A very-low-fat diet is difficult for most people to follow. Fat provides a pleasant taste to food. It also gives us a feeling of satiety, meaning it helps us feel satisfied, curbs our appetite, and guards against overeating. People who follow a very-low-fat diet often feel hungry and unsatisfied.
Critics of Ornish diet also point out that these diets exclude fish, despite a significant body of research that demonstrates a protective effect of fish (and fish oil) consumption against heart disease.
Nutritionists argue that the Ornish diet can be low in
important nutrients including protein, vitamin B12, and iron. Proper meal planning is essential and vitamin supplementation may be necessary to prevent deficiencies. Dr. Ornish advises taking a multivitamin with vitamin B12 and either fish oil or flaxseed oil capsules for a source of omega-3 fatty acids. Although supplements may be helpful, it is best to rely on foods for nutrients whenever possible.
(Why not take fish rather than supplement Omega 3 fatty oils?)

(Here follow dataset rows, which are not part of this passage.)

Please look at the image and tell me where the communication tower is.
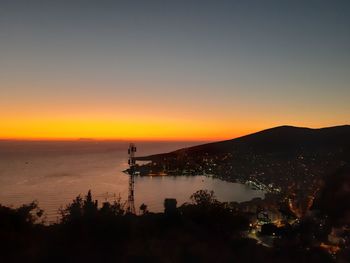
[127,143,136,214]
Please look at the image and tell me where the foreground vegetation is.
[0,190,350,262]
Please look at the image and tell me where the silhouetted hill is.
[139,125,350,160]
[138,125,350,210]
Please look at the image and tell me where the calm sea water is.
[0,141,264,222]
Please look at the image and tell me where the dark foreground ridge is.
[0,186,350,263]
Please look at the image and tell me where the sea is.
[0,140,264,223]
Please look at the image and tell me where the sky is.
[0,0,350,140]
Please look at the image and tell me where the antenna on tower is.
[126,143,136,214]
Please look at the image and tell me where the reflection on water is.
[0,141,263,221]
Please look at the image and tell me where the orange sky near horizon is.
[0,0,350,141]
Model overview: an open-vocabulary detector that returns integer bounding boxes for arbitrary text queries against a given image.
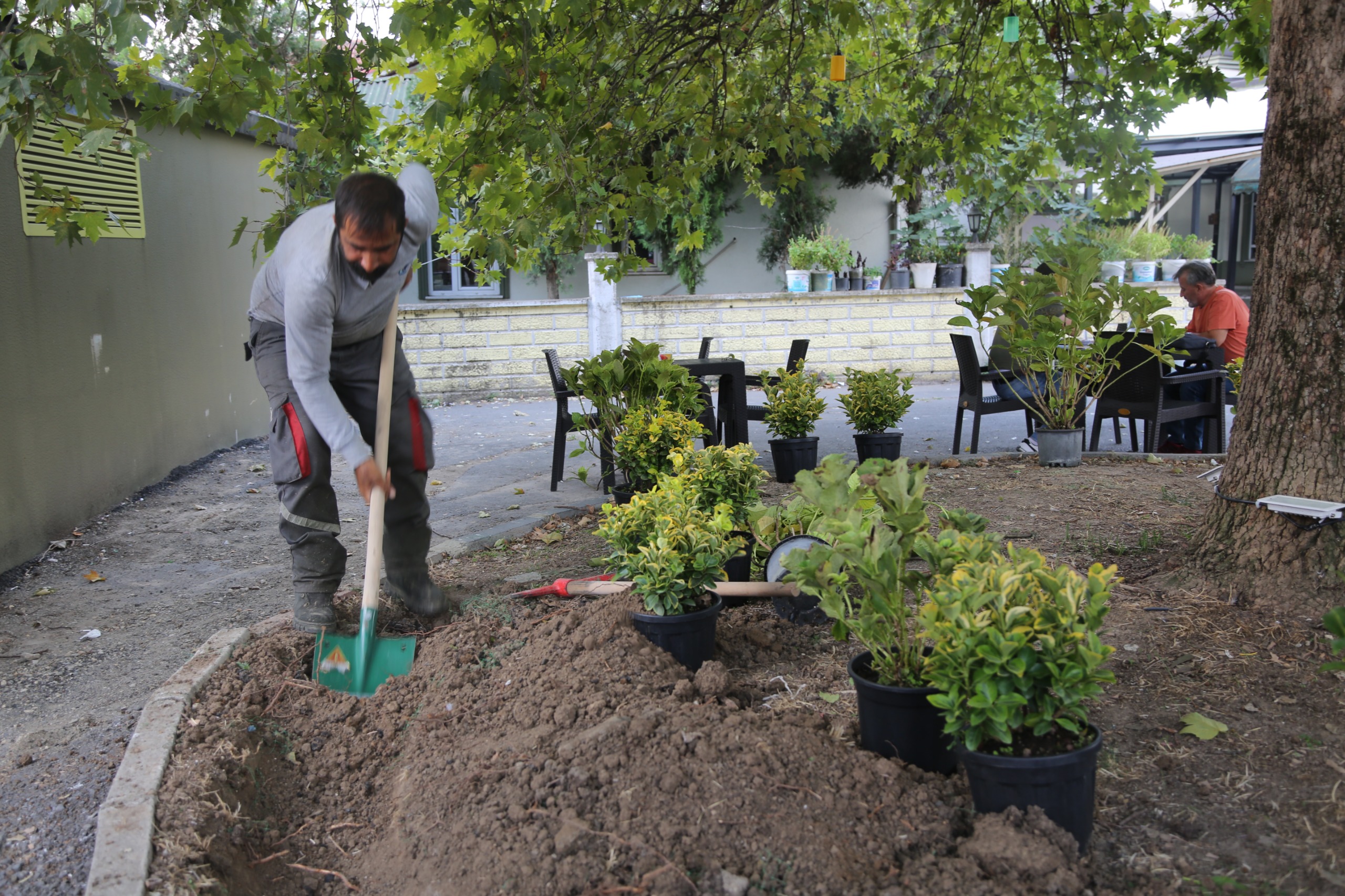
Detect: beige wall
[399,284,1189,401]
[0,123,271,570]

People have a tendency to overdo things. A diet that is 70% carbohydrates will lead to food cravings and weight gain. This is particularly true for women over forty who require more protein and fat in their diet to balance blood sugar and hormones. People who stay on this regime for long periods of time may develop skin and immune problems, fatigue, yeast overgrowth, PMS, and food cravings.